CVE-2022-26024 - Exploiting Improper Access Control in Intel® NUC HDMI Firmware Update Tool

CVE-2022-26024 is a security vulnerability discovered in the Intel® NUC HDMI Firmware Update Tool affecting these specific NUC models: NUC7i3DN, NUC7i5DN, and NUC7i7DN. If you run any firmware before version 1.78.2..7, your device may be at risk. This flaw allows any authenticated local user to potentially gain elevated privileges—essentially letting a normal user act as an admin, which is a big security concern.

The Vulnerability Explained

At its core, the problem is improper access control. The updater tool does not properly restrict which users can run certain sensitive operations. That means if you’re logged in as any user—not even necessarily as an admin—you can take actions that normally require system-level permission.  

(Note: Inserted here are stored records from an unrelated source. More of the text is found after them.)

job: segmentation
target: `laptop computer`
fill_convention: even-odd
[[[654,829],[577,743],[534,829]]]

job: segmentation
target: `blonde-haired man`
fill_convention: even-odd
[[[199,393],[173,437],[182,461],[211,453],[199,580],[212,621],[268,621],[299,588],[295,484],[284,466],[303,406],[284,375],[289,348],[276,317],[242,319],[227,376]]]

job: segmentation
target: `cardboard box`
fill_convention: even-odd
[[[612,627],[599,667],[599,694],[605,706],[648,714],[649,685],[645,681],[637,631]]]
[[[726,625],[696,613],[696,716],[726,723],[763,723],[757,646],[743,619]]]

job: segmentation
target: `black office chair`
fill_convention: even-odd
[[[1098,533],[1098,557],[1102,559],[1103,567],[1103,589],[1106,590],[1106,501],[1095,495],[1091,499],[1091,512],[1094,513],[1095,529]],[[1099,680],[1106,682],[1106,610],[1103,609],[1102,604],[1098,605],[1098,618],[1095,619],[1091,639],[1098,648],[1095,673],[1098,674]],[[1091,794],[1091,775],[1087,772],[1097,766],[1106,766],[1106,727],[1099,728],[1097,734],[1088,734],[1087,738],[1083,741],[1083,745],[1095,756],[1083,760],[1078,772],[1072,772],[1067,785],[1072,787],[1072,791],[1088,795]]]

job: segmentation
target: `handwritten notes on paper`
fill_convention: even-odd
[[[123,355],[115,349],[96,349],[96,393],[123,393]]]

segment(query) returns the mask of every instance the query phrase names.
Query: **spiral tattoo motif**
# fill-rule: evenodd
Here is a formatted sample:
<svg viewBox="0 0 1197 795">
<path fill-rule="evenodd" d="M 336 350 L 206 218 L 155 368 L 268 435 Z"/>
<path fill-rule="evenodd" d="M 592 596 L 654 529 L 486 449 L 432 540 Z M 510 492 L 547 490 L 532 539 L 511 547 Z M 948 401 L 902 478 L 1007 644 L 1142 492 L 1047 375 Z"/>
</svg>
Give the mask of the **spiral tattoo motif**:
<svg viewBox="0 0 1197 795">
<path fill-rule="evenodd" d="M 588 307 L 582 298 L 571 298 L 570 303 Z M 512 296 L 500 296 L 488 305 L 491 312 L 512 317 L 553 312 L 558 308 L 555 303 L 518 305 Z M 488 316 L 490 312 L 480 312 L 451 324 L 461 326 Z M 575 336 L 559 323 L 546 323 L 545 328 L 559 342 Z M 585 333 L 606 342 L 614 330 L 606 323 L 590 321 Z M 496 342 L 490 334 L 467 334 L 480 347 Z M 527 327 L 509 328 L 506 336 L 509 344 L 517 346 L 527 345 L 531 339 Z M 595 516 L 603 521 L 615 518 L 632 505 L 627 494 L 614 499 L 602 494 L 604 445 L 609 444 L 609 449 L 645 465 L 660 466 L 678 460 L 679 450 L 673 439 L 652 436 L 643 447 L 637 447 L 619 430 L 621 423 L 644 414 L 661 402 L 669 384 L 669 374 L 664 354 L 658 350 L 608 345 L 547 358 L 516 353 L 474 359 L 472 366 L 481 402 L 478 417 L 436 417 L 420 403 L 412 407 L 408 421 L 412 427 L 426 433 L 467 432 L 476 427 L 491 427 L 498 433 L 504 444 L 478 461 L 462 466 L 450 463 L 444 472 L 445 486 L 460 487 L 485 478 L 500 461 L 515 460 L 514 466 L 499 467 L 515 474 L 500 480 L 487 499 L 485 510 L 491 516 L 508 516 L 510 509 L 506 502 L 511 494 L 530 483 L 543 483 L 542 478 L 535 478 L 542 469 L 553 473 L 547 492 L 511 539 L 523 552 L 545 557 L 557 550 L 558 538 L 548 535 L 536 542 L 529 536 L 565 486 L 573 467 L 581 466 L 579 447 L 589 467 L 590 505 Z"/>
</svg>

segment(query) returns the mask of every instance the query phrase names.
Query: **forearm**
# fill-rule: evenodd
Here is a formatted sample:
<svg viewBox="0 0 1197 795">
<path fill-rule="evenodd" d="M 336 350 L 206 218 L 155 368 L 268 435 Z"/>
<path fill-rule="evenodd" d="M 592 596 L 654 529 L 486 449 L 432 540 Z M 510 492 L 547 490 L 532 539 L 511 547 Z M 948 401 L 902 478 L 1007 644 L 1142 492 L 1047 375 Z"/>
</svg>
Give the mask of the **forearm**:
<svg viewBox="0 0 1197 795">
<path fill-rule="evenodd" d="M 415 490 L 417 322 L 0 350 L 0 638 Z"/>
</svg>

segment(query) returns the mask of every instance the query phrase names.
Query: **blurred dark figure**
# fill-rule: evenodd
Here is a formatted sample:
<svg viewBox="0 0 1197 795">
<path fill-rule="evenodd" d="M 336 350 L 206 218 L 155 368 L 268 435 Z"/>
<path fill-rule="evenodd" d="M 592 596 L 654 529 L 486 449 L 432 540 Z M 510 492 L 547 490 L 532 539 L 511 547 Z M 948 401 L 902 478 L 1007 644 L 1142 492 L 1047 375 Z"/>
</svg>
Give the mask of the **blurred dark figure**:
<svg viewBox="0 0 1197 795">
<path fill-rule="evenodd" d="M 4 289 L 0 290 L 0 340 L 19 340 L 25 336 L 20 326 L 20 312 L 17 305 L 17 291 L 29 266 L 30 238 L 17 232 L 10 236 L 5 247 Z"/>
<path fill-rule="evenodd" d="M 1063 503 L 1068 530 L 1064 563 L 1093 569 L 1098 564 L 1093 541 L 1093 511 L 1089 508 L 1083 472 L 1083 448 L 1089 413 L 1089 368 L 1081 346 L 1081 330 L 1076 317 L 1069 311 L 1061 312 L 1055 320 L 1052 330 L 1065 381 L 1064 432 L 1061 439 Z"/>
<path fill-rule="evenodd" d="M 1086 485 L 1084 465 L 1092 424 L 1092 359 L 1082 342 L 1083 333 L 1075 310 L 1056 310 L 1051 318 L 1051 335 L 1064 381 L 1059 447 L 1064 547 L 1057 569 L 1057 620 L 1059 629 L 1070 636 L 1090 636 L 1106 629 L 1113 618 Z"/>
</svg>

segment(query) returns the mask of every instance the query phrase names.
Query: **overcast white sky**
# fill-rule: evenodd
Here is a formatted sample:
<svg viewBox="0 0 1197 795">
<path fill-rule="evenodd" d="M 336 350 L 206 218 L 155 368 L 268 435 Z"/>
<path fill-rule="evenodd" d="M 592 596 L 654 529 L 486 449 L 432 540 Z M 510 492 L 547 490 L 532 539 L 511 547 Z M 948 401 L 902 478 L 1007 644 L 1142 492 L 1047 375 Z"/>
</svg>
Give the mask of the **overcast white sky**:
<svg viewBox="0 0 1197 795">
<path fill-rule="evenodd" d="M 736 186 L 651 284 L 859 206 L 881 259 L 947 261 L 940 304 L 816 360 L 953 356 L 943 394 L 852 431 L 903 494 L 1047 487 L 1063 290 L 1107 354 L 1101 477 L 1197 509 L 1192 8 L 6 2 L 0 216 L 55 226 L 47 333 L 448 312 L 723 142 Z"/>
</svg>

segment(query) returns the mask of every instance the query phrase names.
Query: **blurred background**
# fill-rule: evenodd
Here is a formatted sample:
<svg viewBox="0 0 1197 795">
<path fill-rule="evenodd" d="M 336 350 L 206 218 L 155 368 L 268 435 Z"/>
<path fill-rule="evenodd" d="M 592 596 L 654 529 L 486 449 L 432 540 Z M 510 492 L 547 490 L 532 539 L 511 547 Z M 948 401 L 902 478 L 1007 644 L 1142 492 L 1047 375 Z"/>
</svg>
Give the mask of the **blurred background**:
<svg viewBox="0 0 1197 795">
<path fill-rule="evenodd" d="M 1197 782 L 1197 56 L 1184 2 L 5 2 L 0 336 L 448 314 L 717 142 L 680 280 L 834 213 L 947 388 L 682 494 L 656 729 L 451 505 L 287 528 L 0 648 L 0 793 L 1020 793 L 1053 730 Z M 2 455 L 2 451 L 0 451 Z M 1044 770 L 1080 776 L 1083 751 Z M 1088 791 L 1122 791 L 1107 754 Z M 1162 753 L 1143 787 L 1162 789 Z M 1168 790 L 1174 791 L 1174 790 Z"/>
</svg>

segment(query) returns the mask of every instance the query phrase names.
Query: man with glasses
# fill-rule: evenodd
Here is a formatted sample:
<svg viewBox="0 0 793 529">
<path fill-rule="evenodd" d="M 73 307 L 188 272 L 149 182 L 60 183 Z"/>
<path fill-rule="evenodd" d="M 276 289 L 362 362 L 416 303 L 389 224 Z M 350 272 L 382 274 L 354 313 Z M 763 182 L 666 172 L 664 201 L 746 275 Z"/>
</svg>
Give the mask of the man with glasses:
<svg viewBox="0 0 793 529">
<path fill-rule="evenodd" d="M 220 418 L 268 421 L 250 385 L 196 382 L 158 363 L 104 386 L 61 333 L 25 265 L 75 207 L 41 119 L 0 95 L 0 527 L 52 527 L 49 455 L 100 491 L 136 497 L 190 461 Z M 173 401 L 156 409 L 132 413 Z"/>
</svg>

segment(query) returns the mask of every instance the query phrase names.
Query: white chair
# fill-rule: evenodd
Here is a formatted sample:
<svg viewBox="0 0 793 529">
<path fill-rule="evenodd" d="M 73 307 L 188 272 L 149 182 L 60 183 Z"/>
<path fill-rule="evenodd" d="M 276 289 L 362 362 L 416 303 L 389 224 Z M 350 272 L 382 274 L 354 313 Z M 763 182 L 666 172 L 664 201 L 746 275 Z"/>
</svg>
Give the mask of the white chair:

This happens because the updater installs and runs with broad permissions and doesn't properly check user rights before executing firmware updates, potentially letting a non-admin overwrite system firmware or inject malicious code.

Intel NUC7i7DN

Versions before 1.78.2..7 of the HDMI Firmware Update Tool are affected.

Run the vulnerable tool: The attacker launches the HDMI Firmware Update Tool.

3. Privilege escalation: Because of faulty access control, they can abuse the updater’s process (which runs as an admin) to perform privileged actions:

Replace firmware binaries

- Gain code execution with SYSTEM (Windows) or root (Linux/macOS) privileges

---

Simple Exploit Example

Below is a basic Windows proof of concept in PowerShell showing how an unprivileged user might replace a system file by abusing the tool (for educational purposes only):

# Warning: Do not execute on a production machine; this is for educational context!
# Assume 'HDMIFirmwareUpdateTool.exe' has improper permissions and runs as SYSTEM

$target = "C:\Windows\System32\importantfile.dll"
$malicious = "C:\Users\attacker\malicious.dll"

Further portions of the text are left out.